というか、いつもの余裕はどこいったのか結構銀華も慌てているな。いつもならニヤニヤ顔でわかってますといった顔をするところなのに。

 

「それならいいけど。私あんまり料理得意じゃないから…」

「本当?すごく美味しいんだが…美味しいんだけど」

「和食は上手く作れるんだけど、その他になると壊滅的なのよね…」

 

和食しか作れないことを結構ガチ目な悩みとして抱えてるらしい。銀華はそれぐらい料理に自信ないんだな。だからいつもの余裕がなかったのか。

 

「それでもいいと思うけど。おれ…私は銀華の和食好きだし。それにそんなに料理に自信がないなら私がお前の料理の練習台になってあげる」

 

そんなことを言うと銀華は目をぱちくりさせ、少し照れるように顔を赤くした。

 

「じゃあ今度協力して貰おうかな」

「任せとけ」

 

銀華の飯が美味くなることは俺にとってもいいことだからな。まあ、この和食の美味さだったら洋食も壊滅的とはいうものの食べれないってことはないだろ。

 

 

 

 

2人で並んで銀華が作った弁当を食べ終わり、校舎に戻ってきたらーー

一階の小教室から、弁当を食いながら談笑している声が聞こえる。外は誰もいなかったがこういうところを使えばよかったな。外はやっぱり寒かったし。

と、会話を聞くとはなしに聞きつつ歩いていると…

 

「1-1と1-2にすごい美人が入ってきたらしいよ?1年の間ですごい話題になってた」

「クロメーテルさんと銀華さんだっけ?日系オランダ人とクォーターの。掲示板で学校ランキング1.2位をもう占めているらしいよ」

「あの白黒コンビ最高だよね。クロちゃんは恥ずかしがり屋さんで伏し目がちなクセ、シロちゃんはめっちゃ話しやすいらしいし、甲乙つけがたいね。あとあの2人昼食も一緒に食べてたらしいよ、掲示板にタレコミがあった」

 

白黒コンビって…変な愛称つけんな。というか昼食一緒に食べてたことがもう知れ渡ってるのか….武偵中より情報回るの早いんじゃないか…?

 

「もしかしてあの2人、できてるのかも?」

 

ええーーーー!と小教室の女子たちは盛り上がっているができてるってなんだ。何か女子の間でしか伝わらない暗号なのか?
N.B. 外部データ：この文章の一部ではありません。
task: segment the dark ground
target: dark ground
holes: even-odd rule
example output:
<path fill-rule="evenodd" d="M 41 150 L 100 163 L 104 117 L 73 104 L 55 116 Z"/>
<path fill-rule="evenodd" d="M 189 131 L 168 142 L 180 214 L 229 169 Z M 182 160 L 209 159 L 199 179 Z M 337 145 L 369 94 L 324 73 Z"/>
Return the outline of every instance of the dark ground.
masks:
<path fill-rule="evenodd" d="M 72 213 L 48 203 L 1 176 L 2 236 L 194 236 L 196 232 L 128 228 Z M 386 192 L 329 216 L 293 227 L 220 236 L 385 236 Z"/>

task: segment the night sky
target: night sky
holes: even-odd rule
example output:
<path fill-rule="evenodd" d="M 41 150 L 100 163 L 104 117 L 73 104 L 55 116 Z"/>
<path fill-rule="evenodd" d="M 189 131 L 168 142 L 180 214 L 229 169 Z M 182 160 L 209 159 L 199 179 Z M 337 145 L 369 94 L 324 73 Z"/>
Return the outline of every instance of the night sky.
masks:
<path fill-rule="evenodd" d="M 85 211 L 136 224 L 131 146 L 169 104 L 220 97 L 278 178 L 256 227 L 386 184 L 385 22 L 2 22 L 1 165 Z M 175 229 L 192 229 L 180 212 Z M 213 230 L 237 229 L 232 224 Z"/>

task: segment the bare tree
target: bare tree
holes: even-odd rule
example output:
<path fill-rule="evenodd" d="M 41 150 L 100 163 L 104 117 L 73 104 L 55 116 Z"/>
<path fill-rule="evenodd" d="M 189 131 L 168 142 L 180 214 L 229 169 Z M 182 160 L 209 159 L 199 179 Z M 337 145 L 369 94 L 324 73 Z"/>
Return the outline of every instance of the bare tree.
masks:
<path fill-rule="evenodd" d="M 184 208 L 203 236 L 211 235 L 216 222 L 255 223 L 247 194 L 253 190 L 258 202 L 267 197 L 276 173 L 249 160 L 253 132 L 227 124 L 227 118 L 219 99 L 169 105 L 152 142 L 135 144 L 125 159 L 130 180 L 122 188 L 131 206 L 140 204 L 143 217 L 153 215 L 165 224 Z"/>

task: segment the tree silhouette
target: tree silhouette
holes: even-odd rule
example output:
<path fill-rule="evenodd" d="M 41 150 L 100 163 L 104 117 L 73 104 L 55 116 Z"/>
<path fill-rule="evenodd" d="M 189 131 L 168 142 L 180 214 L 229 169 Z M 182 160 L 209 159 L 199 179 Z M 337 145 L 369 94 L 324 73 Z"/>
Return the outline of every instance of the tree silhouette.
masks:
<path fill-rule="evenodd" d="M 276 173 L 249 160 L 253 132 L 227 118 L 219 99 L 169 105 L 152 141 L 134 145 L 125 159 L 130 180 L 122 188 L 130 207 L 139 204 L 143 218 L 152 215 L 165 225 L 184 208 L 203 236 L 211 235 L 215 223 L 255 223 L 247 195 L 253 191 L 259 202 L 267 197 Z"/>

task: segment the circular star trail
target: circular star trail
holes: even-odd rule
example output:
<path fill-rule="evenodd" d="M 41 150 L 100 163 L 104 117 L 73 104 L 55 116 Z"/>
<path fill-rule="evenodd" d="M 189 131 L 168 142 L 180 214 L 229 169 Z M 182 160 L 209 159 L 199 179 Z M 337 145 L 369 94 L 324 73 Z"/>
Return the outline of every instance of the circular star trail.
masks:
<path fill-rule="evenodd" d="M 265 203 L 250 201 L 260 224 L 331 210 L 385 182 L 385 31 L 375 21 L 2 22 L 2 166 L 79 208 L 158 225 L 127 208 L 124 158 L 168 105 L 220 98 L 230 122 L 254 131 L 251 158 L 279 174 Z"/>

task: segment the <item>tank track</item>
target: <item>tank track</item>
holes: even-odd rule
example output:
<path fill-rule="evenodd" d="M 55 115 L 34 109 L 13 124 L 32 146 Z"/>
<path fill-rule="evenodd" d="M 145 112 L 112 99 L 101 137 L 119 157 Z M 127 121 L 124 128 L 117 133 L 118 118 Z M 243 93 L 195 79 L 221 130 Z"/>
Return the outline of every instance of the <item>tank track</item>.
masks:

それを聞いた横の銀華は呆れたような照れるような顔をしている。クロちゃんはわからないんだけど…

 

「だけどクロメーテルさん、彼氏一生いらないって言ってたらしいから十分その線あるよ」

「美人同士だしお似合いだよね、だけどワンチャンぐらい私たちにも欲しかったなあ」

「シロちゃんならいけるかもしれないけど、クロちゃんは無理無理。難攻不落らしいよ」

「それを攻め落とすのがいいんじゃん」

 

そんな俺たちの話をしているのを聞いていると銀華がグイグイと小教室から引き離すように手を引っ張った。ど、どうしたんだ?

そのまま銀華と俺はたまたま空いてた小教室に入り、ドアを閉めた。

というか本当に銀華どうしたんだ?今の銀華はなんかいつもと違うぞ。いうなれば俺がヒステリアモードになった感じか。

 

「クロちゃん。女の子に迫られてもホイホイ付いてっちゃダメだよ」

「は、はい」

 

圧倒的威圧感に思わず怯えて敬語になってしまう。銀華がなんでこうなったかわからんし、女はよくわからんことばっかりだ。